Mayor Anatoliy Fedoruk said more than 300 of the town’s residents had been killed, and a mass grave at a church site was still open, with hands and feet poking through the red clay above.

Some streets are littered with burned wrecks of Russian tanks and armored vehicles. Unexploded rockets lay on the road and in one place an unexploded mortar shell peeked out from the runway.

A Ukrainian tank pole patrols, flying the national flag in blue and yellow. A civilian who survived the ordeal hugged a soldier and cried out the birth of the army: “Glory to Ukraine, glory to heroes!”

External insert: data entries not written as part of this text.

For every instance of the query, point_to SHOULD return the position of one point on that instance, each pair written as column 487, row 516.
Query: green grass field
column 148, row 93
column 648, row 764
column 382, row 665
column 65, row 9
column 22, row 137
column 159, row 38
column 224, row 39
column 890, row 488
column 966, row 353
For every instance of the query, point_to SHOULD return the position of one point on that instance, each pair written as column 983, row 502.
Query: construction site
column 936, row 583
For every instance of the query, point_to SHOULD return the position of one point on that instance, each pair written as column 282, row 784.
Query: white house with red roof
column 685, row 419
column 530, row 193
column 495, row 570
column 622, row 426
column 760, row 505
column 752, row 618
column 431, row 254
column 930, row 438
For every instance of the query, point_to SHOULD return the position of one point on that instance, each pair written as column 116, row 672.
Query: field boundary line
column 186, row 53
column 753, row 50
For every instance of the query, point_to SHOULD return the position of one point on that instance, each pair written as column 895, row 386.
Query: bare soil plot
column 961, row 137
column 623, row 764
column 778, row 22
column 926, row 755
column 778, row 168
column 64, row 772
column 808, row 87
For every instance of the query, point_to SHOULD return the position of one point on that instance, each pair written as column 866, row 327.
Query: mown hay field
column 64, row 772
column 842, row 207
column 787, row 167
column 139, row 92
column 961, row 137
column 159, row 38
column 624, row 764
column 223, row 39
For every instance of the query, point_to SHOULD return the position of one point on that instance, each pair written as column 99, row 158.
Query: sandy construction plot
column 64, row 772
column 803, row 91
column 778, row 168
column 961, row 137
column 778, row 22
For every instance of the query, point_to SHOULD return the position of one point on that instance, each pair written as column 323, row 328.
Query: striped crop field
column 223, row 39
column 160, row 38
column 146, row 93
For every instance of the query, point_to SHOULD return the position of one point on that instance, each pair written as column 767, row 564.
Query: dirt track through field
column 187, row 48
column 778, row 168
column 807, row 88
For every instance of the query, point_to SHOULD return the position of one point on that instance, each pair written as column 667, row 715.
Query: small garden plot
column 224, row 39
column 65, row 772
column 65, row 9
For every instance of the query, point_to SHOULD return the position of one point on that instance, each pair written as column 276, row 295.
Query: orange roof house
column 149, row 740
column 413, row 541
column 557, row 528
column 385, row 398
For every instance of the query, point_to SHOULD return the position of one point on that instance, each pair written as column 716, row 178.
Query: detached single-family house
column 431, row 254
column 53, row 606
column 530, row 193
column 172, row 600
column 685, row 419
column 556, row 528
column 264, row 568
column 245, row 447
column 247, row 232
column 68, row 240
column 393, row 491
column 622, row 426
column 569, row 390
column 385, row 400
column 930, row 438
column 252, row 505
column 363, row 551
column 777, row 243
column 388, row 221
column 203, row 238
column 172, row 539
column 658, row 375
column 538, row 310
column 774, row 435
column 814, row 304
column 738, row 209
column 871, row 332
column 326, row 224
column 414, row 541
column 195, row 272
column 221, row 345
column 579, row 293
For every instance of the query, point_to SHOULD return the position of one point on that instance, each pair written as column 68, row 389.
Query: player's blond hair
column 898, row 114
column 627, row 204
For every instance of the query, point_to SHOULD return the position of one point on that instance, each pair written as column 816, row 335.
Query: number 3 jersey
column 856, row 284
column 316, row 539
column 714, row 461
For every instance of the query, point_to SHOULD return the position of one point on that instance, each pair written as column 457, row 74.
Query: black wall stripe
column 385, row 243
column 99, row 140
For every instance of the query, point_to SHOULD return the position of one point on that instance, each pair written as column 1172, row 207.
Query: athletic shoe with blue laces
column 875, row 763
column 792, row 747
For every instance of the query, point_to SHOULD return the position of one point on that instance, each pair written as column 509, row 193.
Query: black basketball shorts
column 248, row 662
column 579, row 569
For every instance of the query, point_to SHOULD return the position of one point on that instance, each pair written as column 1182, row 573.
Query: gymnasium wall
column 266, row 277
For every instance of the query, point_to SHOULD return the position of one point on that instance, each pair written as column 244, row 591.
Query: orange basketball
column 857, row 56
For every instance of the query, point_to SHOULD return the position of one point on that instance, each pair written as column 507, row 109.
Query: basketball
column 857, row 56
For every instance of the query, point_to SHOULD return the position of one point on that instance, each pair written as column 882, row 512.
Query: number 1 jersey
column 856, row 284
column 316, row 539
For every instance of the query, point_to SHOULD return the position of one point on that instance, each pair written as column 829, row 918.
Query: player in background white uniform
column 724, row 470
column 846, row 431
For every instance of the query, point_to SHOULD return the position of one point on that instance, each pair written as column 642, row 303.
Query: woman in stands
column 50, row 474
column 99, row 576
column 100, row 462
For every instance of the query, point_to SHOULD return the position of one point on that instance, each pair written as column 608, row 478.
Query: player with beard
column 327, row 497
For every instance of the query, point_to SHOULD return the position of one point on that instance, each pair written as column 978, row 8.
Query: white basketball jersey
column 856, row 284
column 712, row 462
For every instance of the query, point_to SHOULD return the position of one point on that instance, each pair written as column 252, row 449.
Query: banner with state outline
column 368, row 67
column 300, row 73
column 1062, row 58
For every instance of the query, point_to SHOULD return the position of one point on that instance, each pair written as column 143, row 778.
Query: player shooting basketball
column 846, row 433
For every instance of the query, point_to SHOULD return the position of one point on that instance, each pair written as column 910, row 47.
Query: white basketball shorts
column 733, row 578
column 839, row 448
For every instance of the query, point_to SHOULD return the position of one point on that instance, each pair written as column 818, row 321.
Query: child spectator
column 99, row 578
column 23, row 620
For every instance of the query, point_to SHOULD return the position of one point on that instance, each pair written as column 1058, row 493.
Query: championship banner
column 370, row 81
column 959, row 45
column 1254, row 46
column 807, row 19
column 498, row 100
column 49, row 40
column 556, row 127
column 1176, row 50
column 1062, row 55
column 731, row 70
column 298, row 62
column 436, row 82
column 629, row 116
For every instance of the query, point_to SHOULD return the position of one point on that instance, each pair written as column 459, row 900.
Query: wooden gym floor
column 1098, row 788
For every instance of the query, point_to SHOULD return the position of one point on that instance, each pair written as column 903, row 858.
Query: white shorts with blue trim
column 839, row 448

Mariya Zhelezova, 74, works as a cleaner at an aircraft factory, her ill health forced her to leave before the Russians arrived.

Walking with her daughter Iryna, 50, she tearfully recalls the brushes when she died.

“The first time, I came out of the room and a bullet broke the glass, the window and got stuck in the closet,” she said. “The second time, the broken glass almost hit my leg.

“The third time, I was walking and didn’t know he was standing with a rifle and the bullets went past me. When I got home, I couldn’t speak.”

She removed a white cloth armband she said residents had been ordered to wear.

“We don’t want them back,” she said. “I had a dream today – that they left and didn’t come back.”

The Kremlin and the Russian Defense Ministry in Moscow did not immediately respond to requests for comment.